第17話

「私は、好きだよ、お兄ちゃんのこと。不器用で、優しくて、頑張り屋で」


 右耳を飾る鮮やかなスカーレッドのハイビスカスを、少し右手でいじりながら葵鈴が言った。


「な……んで? どうして葵鈴がここにいるの?」


「だって私がお兄ちゃんのこと呼んだんだから、当然でしょ。呼んだのに呼び手がいなかったら、来た人は困るでしょ」


 そりゃそうだけど。いや、そんなことより……。


 ずっと言いたかった、言わなきゃならなかった言葉。猫猿がするすると葵鈴の足をよじ登り、肩につかまった。


「あのとき……ごめん。

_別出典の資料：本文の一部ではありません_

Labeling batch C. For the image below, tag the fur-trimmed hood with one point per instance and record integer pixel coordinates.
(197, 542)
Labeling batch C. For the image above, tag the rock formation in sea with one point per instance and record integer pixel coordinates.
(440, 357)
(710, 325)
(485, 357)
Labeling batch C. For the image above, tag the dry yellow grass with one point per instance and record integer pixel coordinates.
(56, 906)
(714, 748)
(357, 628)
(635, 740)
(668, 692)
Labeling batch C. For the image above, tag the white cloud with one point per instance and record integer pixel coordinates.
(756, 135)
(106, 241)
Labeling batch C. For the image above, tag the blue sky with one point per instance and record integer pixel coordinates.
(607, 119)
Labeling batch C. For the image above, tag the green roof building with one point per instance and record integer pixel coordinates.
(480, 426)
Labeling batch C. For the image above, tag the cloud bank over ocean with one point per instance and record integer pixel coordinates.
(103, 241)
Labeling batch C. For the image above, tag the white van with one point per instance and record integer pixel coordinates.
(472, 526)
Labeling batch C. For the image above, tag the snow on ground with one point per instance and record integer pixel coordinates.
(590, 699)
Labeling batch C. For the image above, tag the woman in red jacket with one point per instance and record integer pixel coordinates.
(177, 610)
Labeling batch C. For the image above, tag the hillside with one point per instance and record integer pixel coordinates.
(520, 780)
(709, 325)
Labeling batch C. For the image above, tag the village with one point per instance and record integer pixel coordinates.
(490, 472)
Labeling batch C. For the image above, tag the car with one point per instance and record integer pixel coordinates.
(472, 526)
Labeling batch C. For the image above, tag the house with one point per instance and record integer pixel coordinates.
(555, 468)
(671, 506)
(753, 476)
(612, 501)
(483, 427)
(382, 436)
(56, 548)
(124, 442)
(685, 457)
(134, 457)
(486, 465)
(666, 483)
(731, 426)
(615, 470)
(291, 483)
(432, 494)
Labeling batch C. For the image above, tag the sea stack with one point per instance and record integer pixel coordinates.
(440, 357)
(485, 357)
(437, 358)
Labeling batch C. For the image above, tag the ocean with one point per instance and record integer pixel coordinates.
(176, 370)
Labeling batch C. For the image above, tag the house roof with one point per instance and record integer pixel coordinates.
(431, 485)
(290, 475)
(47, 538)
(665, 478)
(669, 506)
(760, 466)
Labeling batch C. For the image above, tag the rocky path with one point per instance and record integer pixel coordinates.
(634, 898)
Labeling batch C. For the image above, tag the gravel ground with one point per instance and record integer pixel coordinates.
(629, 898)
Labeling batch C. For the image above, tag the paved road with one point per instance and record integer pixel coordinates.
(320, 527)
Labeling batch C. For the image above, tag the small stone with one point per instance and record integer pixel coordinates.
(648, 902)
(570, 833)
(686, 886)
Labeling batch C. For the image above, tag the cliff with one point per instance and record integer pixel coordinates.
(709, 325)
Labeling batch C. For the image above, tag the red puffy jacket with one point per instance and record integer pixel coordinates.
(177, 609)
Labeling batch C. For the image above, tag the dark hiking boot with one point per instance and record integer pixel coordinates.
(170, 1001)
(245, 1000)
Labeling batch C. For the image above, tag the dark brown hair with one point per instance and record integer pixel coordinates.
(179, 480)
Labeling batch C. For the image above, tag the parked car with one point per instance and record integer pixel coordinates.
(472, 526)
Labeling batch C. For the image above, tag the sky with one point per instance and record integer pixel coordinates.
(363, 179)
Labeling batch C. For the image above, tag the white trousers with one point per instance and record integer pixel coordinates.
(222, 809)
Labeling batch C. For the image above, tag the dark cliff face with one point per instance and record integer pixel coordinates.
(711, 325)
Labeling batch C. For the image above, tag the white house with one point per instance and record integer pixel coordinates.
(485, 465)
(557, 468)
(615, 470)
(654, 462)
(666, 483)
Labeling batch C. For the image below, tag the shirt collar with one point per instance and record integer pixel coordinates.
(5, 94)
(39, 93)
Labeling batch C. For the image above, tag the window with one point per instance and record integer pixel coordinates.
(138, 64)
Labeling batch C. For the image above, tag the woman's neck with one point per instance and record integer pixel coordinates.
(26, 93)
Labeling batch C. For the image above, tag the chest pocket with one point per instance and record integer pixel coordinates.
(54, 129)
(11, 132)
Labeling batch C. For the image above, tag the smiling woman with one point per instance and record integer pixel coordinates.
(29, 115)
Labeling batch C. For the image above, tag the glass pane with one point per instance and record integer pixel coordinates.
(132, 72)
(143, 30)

ごめんなんて言葉じゃ、許してもらえないようなひどいこと……」


 気持ちが溢れて、泣きそうになった。


「あ~あのことね。はっきり言っておくけど、あれはお兄ちゃんのせいじゃない。誰のせいでもない。偶然に偶然が重なって、私はここに来た。でも今は必然だったんだなって思う。そりゃ最初はびっくりしたし、お兄ちゃんにもパパにもママにも会えなくなっちゃって、寂しかったけど……あれは運命だった。人生には、そういうときが何回かあるの。それに気づいたら腹を据えなきゃ。生かすも殺すも自分次第。私は死んだことによって生きてるけど」


 葵鈴は猫猿を優しくなでながら言った。